Let me know if you find any that way.


----------



## KayRatz

Those are all Northern IL. My dad won't take me there. And I checked out Ratster...


----------



## Kellye

I'll keep looking for you. Also, some of those breeders WILL drive to meet you somewhere near your town because they don't want to ship because of injury. I'd email them and tell them your town and ask how far they would be willing to travel to get a rat closer to you. You may be surprised. Can you tell me a town NEAR you (don't wanna ask where you're from on the internet as it's a scary place but I don't know S. IL either so a close-ish one is fine) and I will find a rattery near you if at ALL possible.


----------



## phaidraft

I am so sorry for your loss.  ((hugs))


----------



## lilspaz68

You have EARPs rescue serving your area

http://www.petfinder.com/shelters/IN227.html


----------



## Kellye

http://www.pixiesworld.com/

She says she has no current plans to breed but does have adults for sale. Central Illinois so it has to be closer than the others and she may drive to help...

http://www.altpet.net/rodents/IL.shtml

That is a list of ALL Illinois breeders and it lists towns, etc.


----------



## Kellye

The last link I put in there looks promising...there are several links to different breeders all in your state. A lot of them say they will make reasonable drives to deliver pets. They tell you what they offer under the shipping sections. I hope there is one near you!


----------



## KayRatz

I'll look...

EDIT: I see two females belonging to EARPs. How can I arrange a delivery?

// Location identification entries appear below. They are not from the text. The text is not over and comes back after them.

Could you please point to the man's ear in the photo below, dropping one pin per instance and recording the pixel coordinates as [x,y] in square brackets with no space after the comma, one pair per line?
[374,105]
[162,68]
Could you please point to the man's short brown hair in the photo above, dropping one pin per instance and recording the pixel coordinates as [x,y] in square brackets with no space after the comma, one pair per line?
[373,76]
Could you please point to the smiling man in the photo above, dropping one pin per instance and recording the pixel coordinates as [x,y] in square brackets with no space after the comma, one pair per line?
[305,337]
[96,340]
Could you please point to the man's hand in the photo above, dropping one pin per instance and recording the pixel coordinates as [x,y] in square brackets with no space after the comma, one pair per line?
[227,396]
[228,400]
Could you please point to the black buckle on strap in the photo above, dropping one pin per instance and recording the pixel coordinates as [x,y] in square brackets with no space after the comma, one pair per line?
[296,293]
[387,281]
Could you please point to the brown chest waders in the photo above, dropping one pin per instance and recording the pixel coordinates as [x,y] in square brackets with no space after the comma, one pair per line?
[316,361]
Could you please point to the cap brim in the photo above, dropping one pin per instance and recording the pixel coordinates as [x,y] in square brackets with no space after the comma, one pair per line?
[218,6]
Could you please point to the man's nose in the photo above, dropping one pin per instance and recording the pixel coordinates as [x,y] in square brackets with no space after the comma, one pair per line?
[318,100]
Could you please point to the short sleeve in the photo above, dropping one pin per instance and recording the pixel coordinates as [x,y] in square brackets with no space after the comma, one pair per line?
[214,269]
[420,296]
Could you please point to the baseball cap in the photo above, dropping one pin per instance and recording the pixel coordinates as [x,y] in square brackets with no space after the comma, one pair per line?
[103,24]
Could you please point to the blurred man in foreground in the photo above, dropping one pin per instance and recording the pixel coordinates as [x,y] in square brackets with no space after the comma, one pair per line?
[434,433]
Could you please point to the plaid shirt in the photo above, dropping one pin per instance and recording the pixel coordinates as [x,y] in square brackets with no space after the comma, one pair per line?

EDITing the EDIT [lol]: I live near Carbondale, IL


----------



## Forensic

I've very sorry... I lost Perry (one of my PetCo boys) at just over a year as well.


----------



## KayRatz

PetCo is major fail.


----------



## Kellye

I would contact them directly and ask about delivery. Should be able to work something out with them.


----------



## KayRatz

I have emailed two people who are trying to adopt out rats and am waiting for a reply from them. My dad, however, is being weird and pissy about it, so I don't know what's going to happen.


----------



## Kellye

Well good luck. Tell dad that your other rat needs a friend and since the other one has passed away there will be no difference in cost or room. Maybe he will learn to understand about it as timne passes as well. If my son ever tells me he wants ratties he's SURE to get them. He loves the ones we have now so I'm sure we'll be in the fan club forever


----------



## crapola

i'm so sorry for your loss


----------